CUDA-Q is NVIDIA's open-source platform for accelerated quantum supercomputing. Its main strength lies in the hybrid programming model: the developer writes in Python or C++ and CUDA-Q automatically distributes the computation between GPU, CPU, and QPU.

Key features of CUDA-Q:

• Up to 180× faster simulation of quantum algorithms compared to CPU
• Support for scaling to multiple GPUs (up to 300× speedup)
• Tools for quantum error correction (QEC)
• Integration with AI and HPC libraries

It is this platform that will power the computations for biomedical image analysis at UC Chile. Researchers will gain access to infrastructure that would otherwise be beyond the reach of an individual university.

Czech and European context

For the Czech reader, the topic is relevant for several reasons. The European Union is massively investing in quantum technologies — the Quantum Flagship program has a budget of over 1 billion euros, and the Czech Republic got involved in 2026 with the launch of Czech AI Factory in Ostrava, which will also serve as a node for quantum computing.

Czech universities — for example, CTU, Palacký University Olomouc, or Masaryk University — have active research groups in the field of quantum computing and medical image processing. The Classiq-UC Chile type of collaboration shows a model that could also serve as inspiration for Czech academic institutions: connecting commercial quantum software with academic research and hardware infrastructure from NVIDIA.

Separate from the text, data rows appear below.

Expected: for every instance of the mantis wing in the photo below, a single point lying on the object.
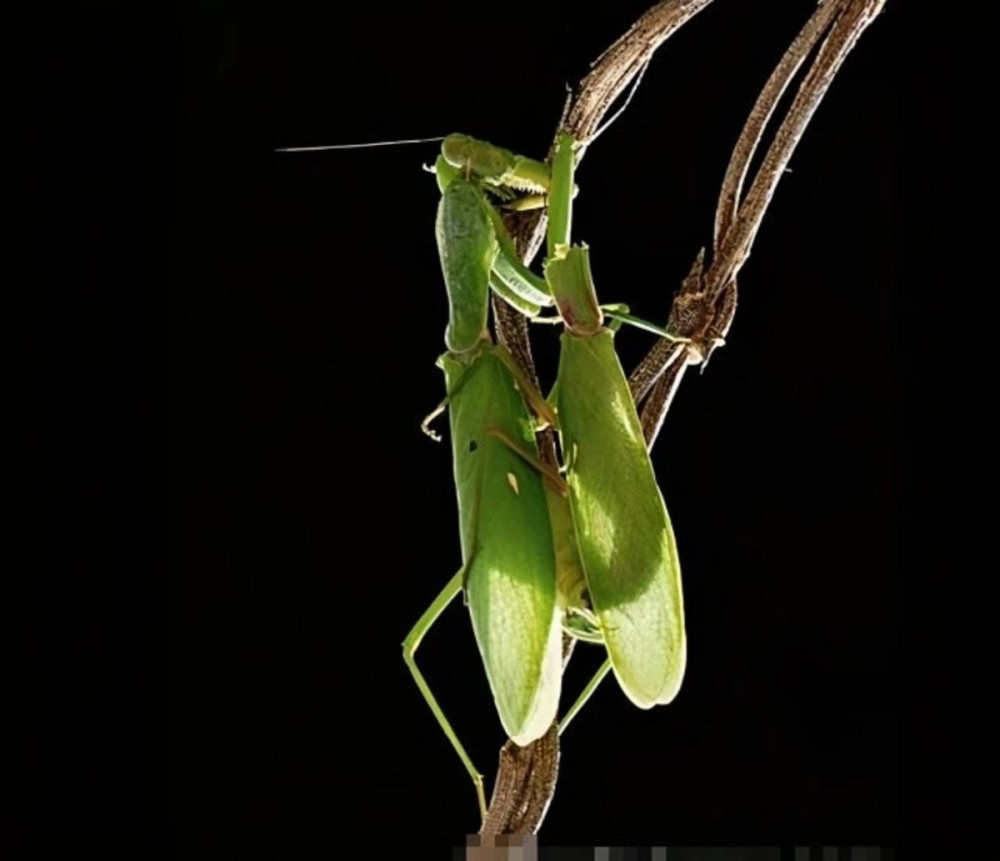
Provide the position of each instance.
(506, 543)
(623, 531)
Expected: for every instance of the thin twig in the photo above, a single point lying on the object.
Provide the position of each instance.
(704, 311)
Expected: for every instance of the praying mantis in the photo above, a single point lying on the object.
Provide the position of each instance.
(587, 550)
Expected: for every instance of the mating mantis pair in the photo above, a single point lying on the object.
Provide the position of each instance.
(587, 549)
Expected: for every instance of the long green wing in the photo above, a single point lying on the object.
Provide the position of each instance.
(623, 531)
(506, 543)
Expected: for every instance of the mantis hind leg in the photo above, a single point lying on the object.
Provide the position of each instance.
(585, 695)
(410, 644)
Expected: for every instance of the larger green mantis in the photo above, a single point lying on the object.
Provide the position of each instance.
(588, 550)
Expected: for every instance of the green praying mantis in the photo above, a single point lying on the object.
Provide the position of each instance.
(587, 549)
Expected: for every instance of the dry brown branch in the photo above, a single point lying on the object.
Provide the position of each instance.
(704, 306)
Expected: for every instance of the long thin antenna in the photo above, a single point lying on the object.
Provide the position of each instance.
(357, 146)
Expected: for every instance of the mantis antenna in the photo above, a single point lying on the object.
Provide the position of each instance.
(357, 146)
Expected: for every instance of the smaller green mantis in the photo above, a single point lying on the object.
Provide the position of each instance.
(592, 553)
(508, 574)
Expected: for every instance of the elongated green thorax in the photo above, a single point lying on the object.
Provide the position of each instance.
(467, 247)
(510, 566)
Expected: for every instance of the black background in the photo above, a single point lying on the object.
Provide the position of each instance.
(311, 522)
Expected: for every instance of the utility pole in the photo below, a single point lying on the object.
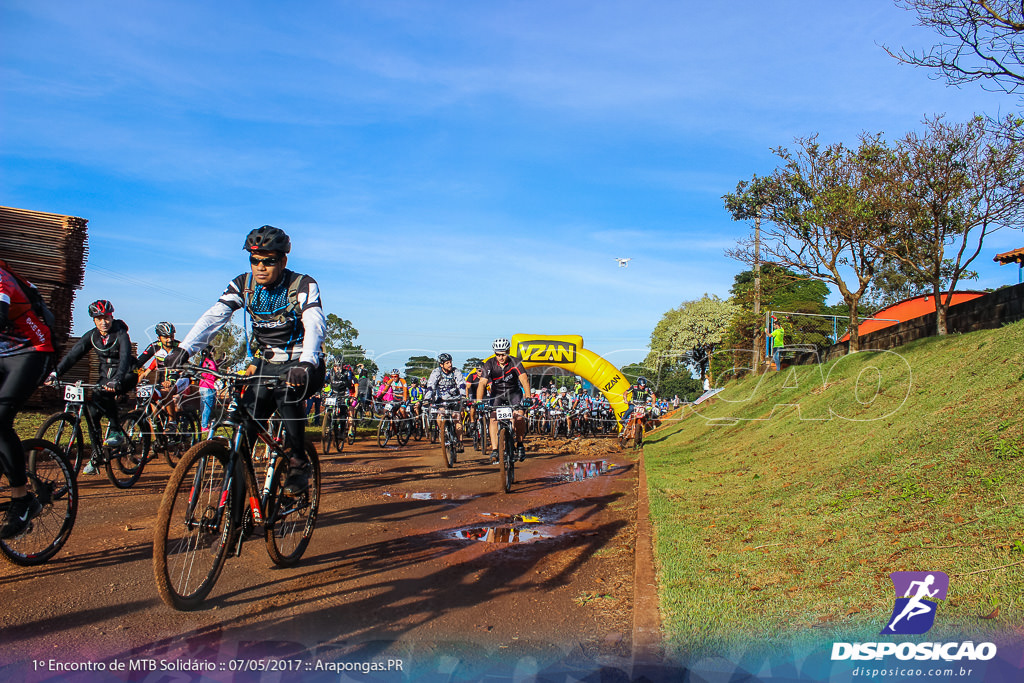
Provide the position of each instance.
(758, 342)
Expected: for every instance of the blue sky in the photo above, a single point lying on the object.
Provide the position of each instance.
(449, 171)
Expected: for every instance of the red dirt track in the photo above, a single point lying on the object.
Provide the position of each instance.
(411, 560)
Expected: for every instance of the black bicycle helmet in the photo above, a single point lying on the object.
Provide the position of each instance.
(100, 308)
(268, 238)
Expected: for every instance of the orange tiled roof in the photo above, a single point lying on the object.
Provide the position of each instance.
(1015, 256)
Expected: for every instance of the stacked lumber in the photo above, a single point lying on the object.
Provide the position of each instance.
(49, 250)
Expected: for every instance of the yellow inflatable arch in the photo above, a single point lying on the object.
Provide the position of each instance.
(566, 351)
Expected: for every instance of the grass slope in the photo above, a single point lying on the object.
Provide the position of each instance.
(780, 509)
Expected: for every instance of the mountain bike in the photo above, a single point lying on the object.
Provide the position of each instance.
(451, 410)
(123, 463)
(393, 426)
(335, 428)
(213, 502)
(167, 438)
(633, 433)
(506, 440)
(51, 478)
(481, 433)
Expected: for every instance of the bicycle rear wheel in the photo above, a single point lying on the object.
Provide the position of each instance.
(126, 462)
(291, 519)
(193, 531)
(52, 480)
(64, 430)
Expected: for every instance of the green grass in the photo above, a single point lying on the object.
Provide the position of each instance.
(780, 509)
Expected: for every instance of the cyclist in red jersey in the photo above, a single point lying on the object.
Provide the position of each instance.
(26, 351)
(509, 385)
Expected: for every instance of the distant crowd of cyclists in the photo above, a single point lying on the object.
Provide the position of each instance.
(286, 315)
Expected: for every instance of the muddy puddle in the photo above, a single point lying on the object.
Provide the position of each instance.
(586, 470)
(586, 447)
(505, 535)
(426, 496)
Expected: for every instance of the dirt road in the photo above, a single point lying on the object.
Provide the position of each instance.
(412, 563)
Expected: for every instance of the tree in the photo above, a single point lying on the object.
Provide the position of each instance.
(983, 42)
(960, 183)
(823, 206)
(690, 334)
(781, 289)
(339, 344)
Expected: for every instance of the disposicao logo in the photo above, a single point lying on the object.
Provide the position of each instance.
(913, 612)
(918, 594)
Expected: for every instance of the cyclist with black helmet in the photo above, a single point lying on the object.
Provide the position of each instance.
(26, 349)
(288, 327)
(152, 364)
(446, 384)
(509, 384)
(117, 368)
(638, 394)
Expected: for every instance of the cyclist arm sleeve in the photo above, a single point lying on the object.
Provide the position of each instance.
(315, 326)
(76, 352)
(206, 327)
(124, 358)
(146, 354)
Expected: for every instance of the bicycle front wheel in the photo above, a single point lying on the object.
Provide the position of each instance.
(327, 432)
(451, 441)
(338, 432)
(506, 457)
(291, 519)
(126, 462)
(51, 479)
(383, 432)
(194, 526)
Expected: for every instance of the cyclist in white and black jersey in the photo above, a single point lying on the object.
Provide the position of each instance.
(446, 383)
(288, 327)
(509, 384)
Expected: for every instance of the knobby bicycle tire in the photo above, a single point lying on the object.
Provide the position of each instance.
(451, 441)
(506, 458)
(338, 432)
(65, 431)
(383, 432)
(291, 519)
(190, 540)
(51, 479)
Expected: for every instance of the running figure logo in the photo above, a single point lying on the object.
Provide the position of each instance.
(913, 613)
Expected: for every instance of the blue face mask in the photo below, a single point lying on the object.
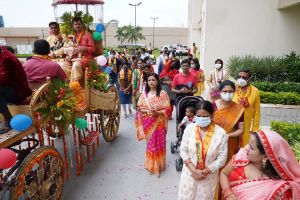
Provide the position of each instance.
(203, 121)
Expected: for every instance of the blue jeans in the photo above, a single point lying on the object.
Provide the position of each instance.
(7, 95)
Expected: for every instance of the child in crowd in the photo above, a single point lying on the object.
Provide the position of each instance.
(189, 117)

Moreover, Classiq collaborates with European institutions — for example, with CERN (smart energy grid project with Wolfram) or with the Fraunhofer Institute in Germany. Their platform is also available through the AWS Marketplace, meaning that European research teams have access to it as well.

What it means in practice

For now, it is not about a quantum computer diagnosing your CT scan tomorrow. Current quantum processors are still in the NISQ (Noisy Intermediate-Scale Quantum) era — they have tens to hundreds of qubits, but suffer from noise and errors. Nevertheless, the hybrid approach that combines classical GPUs with quantum circuits already allows testing algorithms on real data today and verifying where quantum computing brings an advantage.

According to analytics firm McKinsey, quantum computing could generate an annual value of 450–850 billion dollars by 2035, with healthcare and life sciences among the most promising sectors. Classiq, which in May 2025 closed a record investment round of 110 million dollars (the largest in quantum software history), is betting that the key to practical use is not waiting for perfect hardware, but building software that can extract the maximum from what is available today.